Another process that can be described using figure 1 is information extraction. The information extraction process is similar to database access in that the goal is to provide information to the user, rather than entities which contain information. It is distinguished from the database access process by the nature of the sources from which that information is obtained. In the database access process information is obtained from some type of database (e.g., a relational database), while in information extraction the information is less well structured (e.g., the body of an electronic mail message). Information extraction techniques are sometimes found in the selection module of a text filtering process, helping to represent texts in a way that facilitates selection.
One interesting variation on the information extraction and database
access processes is what is commonly referred to as ``alerting.'' In
the alerting process the information need is assumed to be relatively
stable with respect to the rate at which the information itself is
changing. Monitoring an electronic mailbox and
alerting the user whenever mail from a specific user arrives is one
example of an information alerting process. Presenting mail from that
user first in a sorted list would be an example of information
filtering.
Database retrieval, information extraction, and alerting techniques all inform text filtering practice, and three benefit from advances in text filtering research. We do not intend to comprehensively review those research areas, but we do occasionally mention how relevant technologies developed to support those processes can be applied to support the information filtering process.

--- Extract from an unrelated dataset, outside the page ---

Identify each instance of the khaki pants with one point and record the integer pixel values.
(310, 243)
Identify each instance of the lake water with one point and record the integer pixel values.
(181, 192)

Finally, ``browsing'' is another information seeking process for which the decomposition shown in figure 1 is appropriate. Since browsing can be performed on either static or dynamic information sources, browsing has aspects similar to both information filtering and information retrieval. ``Surfing the World Wide Web'' is an example of browsing relatively static information, while reading an online newspaper would be an example of browsing dynamic information. The distinguishing feature of browsing is that the users' interests are assumed to be broader than in the information filtering or retrieval processes. Precisely what is meant by ``broader'' is difficult to define, however, and the distinction is often simply a matter of judgement. In order to sharpen the distinction for the purpose of this report, we propose an operational definition of browsing. When an interest is so broad that it cannot be represented effectively in an information filtering (or retrieval) system, we will refer to the information seeking process as browsing rather than as filtering or retrieval. In other words, we propose that researchers seek to characterize the broadest interests for which their information filtering systems are useful, and then refer to the limitations they discover in that way as the dividing line between filtering and browsing for their system.